Julia Lehrter: Und Herr Brüggemeier, wenn Sie jetzt auf die kommenden Jahre blicken, was wünschen Sie sich für die deutsch-schwedische Zusammenarbeit im Sicherheitsbereich?

Markus Brüggemeier: Schweden ist ein sehr potenter Nachbar, was sowohl die Werteauslegung als auch die Einstellung betrifft. Zwar haben sie kleine, aber sehr professionelle Streitkräfte, doch sie zeichnen sich durch einen außergewöhnlich hohen Verteidigungswillen aus und sind bereit, dafür finanzielle Mittel bereitzustellen. Ich wünsche mir, dass wir in Zukunft noch besser in der Lage sind, die bilateralen Beziehungen weiter voranzutreiben und auszubauen. Besonders in den Bereichen Kommunikationstechniken, die wir noch in der Ostsee benötigen, wünsche ich mir, dass wir den Austausch intensivieren und die Zusammenarbeit noch weiter fördern. Schweden ist bereits ein hervorragender Partner, und das sollten wir uns zunutze machen.

Julia Lehrter: Gleiche Frage an Sie, Herr Botschafter.

Ludger Siemes: Ich kann dem nur zustimmen und vielleicht den Blick erweitern, den wir in den letzten Minuten auch schon geworfen haben, auf die zivile Verteidigung. Ich glaube, hier liegt noch viel Potenzial. Wir sollten die Zusammenarbeit im Bereich der zivilen Verteidigung und der Stärkung der Resilienz unserer Gesellschaften weiter ausbauen. Wir müssen stärker voneinander lernen, um unsere Gesellschaften resilienter zu machen.

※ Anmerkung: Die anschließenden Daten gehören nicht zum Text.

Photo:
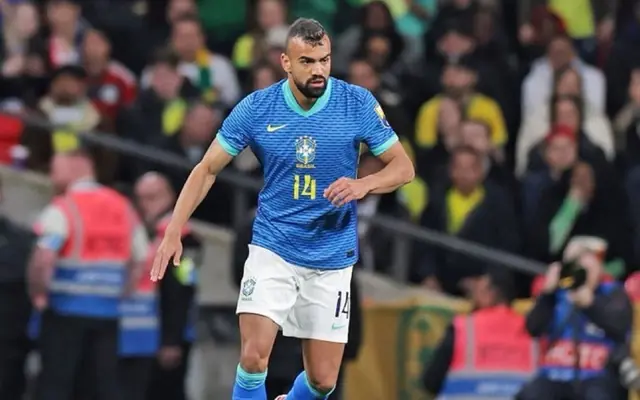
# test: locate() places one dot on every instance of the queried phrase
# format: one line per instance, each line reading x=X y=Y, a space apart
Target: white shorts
x=306 y=303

Julia Lehrter: Dann bedanke ich mich bei Ihnen beiden für das Gespräch und die spannenden Einblicke in Schwedens außen- und besonders sicherheitspolitisches Denken. Das war der Podcast von Posten mit unserer Botschaft in Stockholm. Ich freue mich, dass ihr reingehört habt, und bis zum nächsten Mal.